A disfunção erétil (DE) é definida como incapacidade persistente de obter ou manter uma ereção satisfatória para a atividade sexual.

Pelo menos 59% dos brasileiros já falharam na cama. Destes, 12% têm problemas de ereção frequentemente. Os dados são da pesquisa “De volta ao controle”, feita pela Sociedade Brasileira de Urologia (SBU), com o objetivo de conscientizar a população sobre a importância de tratar a disfunção erétil. 


Segundo o estudo, metade dos homens apresenta dificuldade de sustentar o ato sexual ao menos uma vez a cada seis meses.



A disfunção erétil afeta a autoestima e a qualidade de vida do casal. E já que é uma doença e tem tratamento, por que não tratar? — questiona o urologista Antonio de Moraes Junior, membro da SBU.

Assistam este pequeno vídeo (não é propaganda) com uma rápida explicação




De acordo com o médico, quase metade dos homens acima dos 40 anos tem algum grau do problema (leve, moderado ou severo). Nessa faixa etária, a principal causa é orgânica (doenças vasculares ou neurológicas, uso de medicamentos e deficiência hormonal).
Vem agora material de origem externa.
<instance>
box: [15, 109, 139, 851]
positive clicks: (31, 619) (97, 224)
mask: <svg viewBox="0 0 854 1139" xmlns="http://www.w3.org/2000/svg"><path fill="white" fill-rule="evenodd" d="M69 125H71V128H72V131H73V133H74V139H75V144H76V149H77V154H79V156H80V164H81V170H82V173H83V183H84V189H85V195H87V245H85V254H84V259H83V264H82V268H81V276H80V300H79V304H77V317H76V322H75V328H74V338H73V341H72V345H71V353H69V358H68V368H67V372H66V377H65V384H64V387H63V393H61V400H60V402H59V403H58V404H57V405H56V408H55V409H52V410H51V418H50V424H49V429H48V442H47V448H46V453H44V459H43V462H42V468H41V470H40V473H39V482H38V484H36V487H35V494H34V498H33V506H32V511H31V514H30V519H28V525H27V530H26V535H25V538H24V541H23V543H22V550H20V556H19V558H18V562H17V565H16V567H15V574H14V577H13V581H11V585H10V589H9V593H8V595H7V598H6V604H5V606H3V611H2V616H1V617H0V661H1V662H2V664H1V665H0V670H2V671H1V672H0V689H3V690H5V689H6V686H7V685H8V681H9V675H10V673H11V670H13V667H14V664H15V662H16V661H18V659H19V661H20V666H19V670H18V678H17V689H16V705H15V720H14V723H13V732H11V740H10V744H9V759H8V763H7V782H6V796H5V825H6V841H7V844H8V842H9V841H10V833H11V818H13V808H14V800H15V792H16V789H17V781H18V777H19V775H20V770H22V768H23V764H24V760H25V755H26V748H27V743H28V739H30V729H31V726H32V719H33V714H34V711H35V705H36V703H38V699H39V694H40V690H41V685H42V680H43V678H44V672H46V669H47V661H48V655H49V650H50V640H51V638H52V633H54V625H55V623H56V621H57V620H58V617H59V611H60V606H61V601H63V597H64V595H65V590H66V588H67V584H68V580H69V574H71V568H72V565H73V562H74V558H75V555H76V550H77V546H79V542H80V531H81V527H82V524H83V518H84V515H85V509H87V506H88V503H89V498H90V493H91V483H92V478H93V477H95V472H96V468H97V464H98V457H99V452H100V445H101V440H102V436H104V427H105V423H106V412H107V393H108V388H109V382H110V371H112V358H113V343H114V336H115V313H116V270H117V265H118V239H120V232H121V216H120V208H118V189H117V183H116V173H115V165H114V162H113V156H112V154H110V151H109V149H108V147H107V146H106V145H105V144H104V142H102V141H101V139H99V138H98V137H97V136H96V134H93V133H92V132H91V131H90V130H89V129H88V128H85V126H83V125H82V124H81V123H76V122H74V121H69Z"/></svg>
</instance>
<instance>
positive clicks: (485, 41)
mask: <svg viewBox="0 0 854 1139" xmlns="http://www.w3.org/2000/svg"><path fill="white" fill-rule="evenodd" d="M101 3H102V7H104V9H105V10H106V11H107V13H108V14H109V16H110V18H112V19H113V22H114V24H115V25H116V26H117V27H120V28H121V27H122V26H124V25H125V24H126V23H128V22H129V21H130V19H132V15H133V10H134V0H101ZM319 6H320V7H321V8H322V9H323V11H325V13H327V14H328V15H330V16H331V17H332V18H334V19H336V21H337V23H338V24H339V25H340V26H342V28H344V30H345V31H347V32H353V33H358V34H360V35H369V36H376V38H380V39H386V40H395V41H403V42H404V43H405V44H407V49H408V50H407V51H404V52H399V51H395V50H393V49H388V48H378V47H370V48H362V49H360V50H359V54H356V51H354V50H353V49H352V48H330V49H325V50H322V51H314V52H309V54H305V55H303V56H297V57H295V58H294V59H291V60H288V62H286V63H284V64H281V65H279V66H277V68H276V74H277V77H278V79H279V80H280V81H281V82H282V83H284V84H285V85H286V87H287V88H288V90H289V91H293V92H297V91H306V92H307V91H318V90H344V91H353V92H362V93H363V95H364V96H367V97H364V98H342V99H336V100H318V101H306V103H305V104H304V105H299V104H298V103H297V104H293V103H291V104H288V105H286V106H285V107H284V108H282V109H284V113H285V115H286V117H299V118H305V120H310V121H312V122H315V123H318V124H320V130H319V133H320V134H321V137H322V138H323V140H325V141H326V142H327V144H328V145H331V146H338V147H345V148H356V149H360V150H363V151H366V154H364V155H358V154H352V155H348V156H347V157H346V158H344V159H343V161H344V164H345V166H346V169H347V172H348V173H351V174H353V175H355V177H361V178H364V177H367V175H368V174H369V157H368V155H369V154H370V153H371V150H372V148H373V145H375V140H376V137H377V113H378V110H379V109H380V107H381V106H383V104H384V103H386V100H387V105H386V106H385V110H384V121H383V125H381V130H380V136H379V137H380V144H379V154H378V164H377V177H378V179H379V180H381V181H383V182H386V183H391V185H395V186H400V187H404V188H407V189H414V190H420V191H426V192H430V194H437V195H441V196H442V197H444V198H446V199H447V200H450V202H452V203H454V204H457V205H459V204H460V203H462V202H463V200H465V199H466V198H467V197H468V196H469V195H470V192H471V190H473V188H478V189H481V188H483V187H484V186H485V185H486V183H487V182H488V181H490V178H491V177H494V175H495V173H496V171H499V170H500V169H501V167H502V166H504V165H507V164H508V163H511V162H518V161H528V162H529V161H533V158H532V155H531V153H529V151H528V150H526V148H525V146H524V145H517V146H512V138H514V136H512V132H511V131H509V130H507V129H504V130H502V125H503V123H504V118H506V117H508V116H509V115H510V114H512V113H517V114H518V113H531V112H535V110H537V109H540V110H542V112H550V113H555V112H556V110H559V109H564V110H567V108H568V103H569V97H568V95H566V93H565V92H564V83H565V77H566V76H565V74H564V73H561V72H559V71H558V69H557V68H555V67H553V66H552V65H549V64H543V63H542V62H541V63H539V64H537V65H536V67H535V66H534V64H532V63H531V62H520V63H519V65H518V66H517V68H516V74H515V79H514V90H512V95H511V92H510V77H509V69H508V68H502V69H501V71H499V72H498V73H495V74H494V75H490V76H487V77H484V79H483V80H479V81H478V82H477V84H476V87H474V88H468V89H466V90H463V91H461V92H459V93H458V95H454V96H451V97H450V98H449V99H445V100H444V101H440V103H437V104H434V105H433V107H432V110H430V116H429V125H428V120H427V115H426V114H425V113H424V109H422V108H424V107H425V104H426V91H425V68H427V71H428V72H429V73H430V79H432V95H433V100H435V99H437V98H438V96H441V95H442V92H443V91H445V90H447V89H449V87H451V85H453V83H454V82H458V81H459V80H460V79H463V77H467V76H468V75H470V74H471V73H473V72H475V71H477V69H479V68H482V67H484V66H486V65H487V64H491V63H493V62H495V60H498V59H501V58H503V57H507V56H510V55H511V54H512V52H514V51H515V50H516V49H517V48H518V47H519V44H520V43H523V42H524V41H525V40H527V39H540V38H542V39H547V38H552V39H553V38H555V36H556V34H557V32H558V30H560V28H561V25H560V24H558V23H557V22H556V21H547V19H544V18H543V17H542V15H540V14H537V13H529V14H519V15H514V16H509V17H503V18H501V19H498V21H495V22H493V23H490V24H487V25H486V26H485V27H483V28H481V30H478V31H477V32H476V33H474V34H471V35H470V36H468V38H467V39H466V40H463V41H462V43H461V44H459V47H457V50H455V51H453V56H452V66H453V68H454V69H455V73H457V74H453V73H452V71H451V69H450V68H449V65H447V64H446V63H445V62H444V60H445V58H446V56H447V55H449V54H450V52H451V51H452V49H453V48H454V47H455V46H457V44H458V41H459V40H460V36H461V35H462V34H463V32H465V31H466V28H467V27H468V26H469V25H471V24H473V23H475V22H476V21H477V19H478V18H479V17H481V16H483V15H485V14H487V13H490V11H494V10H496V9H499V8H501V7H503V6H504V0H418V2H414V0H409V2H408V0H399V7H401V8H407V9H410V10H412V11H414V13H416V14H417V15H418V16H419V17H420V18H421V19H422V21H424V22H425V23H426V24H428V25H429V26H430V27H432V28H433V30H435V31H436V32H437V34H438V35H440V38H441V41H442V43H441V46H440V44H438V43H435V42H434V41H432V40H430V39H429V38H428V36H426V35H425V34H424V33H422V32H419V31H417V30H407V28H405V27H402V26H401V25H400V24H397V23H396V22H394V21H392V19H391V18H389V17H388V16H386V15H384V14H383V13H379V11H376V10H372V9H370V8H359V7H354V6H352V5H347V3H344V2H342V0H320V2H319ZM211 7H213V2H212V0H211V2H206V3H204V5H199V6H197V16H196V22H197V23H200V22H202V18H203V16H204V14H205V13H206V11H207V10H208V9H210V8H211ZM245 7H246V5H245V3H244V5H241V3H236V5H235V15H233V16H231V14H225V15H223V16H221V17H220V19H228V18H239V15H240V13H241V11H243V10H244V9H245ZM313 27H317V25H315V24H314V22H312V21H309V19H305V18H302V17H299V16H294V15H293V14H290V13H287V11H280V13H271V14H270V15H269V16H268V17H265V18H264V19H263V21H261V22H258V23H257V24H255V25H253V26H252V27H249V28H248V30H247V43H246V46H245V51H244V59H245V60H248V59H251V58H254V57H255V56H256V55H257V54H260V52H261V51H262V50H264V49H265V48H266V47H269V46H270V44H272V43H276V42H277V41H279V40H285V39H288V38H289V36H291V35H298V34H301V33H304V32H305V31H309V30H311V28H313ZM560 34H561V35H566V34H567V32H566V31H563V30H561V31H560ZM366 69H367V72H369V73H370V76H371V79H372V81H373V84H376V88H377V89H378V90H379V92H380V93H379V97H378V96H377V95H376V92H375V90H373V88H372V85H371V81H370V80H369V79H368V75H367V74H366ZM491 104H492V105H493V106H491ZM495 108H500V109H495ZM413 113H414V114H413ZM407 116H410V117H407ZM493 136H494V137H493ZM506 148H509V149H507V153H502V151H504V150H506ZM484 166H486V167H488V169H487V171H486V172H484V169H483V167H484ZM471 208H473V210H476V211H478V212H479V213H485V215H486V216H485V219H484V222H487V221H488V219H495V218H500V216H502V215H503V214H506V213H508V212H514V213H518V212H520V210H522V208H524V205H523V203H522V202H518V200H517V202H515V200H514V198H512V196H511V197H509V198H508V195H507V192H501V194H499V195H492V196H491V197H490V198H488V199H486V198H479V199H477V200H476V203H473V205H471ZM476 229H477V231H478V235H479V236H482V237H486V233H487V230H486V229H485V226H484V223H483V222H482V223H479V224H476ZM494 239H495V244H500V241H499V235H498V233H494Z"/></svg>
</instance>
Nos mais jovens, a disfunção erétil costuma ter origem psicológica.

Apesar de ser muito comum entre a maioria dos homens em algum momento da vida, a disfunção atinge com uma frequência maior as pessoas com diabetes – e pode manifestar-se 5 a 10 anos mais cedo. Estudos internacionais apontaram que 50% dos homens relatarão algum episódio de DE nos seis primeiros meses após o diagnóstico de diabetes. Mesmo assim, a DE pode ser bem controlada em quase todos os homens portadores da doença.

A primeira terapia é feita com medicamentos orais, que aumentam o fluxo sanguíneo para o pênis. Eles podem ser usados de forma segura na maioria dos homens, inclusive nos portadores de diabetes, mas não são indicados para homens com algumas condições cardíacas específicas. É importante ter orientação e acompanhamento médico para uso seguro e bem indicados essas medicações.

Injeções aplicadas no pênis são a segunda opção. Para 11 milhões de brasileiros, que têm a forma moderada ou grave da doença, o tratamento eficaz é o implante de próteses penianas, que simulam a ereção natural.

Ter hábitos de vida saudáveis é a melhor maneira de prevenir a disfunção erétil.